В голове зашевелились неясные воспоминания. Камень, как его там? Око мира, что ли? Орел, тетерев, боль… Чуть позже — подробности. Лучше бы и не вспоминал, вон как сердце затрепыхалось…
— Так это ты мне советовал?
— А то кто же? — и чего он все время так улыбается? — Не только для того, чтобы тебя позлить, поверь уж.
— Понятно, из головы моей ты вылезать не хочешь. Понравилось, что ли?
— Не то чтобы очень. Просто так был хоть какой-то шанс вытянуть тебя обратно.

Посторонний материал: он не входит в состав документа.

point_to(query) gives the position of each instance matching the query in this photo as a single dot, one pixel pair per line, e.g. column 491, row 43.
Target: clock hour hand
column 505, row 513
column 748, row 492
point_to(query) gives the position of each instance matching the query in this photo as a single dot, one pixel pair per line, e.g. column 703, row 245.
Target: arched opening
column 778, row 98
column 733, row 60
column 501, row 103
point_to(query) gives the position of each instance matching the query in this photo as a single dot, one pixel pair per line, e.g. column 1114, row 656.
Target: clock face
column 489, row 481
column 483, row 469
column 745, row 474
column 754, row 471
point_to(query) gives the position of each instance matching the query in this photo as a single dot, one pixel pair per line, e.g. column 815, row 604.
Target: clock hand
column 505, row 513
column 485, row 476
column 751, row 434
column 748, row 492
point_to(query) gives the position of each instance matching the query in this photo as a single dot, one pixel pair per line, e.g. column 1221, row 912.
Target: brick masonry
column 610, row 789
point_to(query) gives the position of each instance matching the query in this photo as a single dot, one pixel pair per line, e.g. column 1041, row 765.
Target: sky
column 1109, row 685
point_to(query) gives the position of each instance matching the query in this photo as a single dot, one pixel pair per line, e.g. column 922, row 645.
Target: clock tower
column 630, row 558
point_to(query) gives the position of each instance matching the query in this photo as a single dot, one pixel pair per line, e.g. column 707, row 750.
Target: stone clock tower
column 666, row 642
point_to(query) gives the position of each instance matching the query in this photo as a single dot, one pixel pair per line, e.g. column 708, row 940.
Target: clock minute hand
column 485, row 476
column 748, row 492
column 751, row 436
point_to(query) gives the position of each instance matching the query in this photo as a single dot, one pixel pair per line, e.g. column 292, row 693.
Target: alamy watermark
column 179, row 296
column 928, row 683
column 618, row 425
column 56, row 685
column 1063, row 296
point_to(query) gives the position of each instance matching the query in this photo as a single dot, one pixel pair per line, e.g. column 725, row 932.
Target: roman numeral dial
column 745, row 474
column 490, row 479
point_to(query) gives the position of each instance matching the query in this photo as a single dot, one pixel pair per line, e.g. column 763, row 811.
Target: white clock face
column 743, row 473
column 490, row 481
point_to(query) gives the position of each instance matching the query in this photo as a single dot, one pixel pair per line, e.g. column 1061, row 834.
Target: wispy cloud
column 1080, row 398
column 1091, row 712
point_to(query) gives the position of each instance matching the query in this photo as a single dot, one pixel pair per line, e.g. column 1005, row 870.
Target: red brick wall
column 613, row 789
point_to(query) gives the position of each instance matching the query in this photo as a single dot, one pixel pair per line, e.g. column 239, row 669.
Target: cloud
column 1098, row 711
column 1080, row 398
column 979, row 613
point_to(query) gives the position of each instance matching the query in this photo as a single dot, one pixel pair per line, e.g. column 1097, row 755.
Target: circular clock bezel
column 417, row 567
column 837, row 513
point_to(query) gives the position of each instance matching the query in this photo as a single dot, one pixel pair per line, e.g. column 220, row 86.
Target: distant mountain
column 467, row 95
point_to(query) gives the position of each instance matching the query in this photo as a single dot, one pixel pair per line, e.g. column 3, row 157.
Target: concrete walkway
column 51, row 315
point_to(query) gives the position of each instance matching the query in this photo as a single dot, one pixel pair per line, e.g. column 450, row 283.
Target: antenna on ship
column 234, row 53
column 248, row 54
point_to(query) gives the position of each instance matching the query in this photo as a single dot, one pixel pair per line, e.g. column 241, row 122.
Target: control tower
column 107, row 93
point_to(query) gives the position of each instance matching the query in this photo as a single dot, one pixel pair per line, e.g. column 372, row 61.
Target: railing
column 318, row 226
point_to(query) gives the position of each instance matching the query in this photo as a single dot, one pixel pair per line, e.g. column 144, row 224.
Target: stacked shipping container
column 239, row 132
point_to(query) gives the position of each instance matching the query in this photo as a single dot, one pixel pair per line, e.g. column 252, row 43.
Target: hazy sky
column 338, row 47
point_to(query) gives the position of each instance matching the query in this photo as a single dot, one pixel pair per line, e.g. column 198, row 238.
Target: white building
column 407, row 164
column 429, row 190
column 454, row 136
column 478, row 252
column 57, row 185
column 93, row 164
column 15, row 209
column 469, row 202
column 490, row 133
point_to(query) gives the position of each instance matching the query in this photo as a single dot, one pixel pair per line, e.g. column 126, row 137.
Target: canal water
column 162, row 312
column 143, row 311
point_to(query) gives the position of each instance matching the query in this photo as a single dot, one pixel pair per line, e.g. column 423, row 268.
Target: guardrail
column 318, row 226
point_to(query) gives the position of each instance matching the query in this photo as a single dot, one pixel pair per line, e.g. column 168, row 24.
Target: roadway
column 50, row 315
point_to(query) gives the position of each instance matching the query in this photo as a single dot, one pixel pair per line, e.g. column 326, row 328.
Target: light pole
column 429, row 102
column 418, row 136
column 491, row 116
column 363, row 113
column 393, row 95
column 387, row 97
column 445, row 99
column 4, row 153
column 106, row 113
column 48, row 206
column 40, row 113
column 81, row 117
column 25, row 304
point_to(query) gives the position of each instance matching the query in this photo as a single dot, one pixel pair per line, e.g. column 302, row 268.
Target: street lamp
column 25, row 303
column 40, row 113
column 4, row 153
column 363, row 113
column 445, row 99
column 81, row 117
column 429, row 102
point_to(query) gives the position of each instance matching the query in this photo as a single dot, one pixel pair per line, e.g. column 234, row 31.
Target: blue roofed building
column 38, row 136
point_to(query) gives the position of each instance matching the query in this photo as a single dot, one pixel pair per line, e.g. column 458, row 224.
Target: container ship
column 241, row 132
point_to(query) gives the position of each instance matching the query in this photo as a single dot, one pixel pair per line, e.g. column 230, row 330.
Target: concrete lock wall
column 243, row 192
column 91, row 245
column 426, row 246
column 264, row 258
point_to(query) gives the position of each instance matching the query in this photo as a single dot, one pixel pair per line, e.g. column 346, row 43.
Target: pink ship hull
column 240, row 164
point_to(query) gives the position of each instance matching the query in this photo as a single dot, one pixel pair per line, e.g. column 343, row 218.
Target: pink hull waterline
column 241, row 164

— А что со мной произошло?
— Видишь ли, это достаточно опасно, работать с Оком мира, — Странд задумался на минуту, а затем скороговоркой продолжил: — Вживаясь в чужой образ, надо достаточно сильно на нем концентрироваться, чтобы связь не прервалась, переключаясь на что-либо другое. Иначе ты опять окажешься перед хаосом совокупных мыслей и ощущений всего живого в этом мире. С другой стороны, надо уметь вовремя прервать эту связь, если твоему образу что-то угрожает, потому как, хоть ты и не имеешь физической связи с объектом, а значит и не можешь повредить свое тело, но психическая связь может оказаться настолько сильной, что не исключено полное отождествление с объектом. То есть, боль, им получаемая, ощущается как твоя собственная. Тебе еще очень повезло, что орел не начал тебя есть живьем, а прибил вначале. Если бы не это, то даже вытащив тебя обратно, я не получил бы при этом ученика. Ты попросту потерял бы рассудок от боли…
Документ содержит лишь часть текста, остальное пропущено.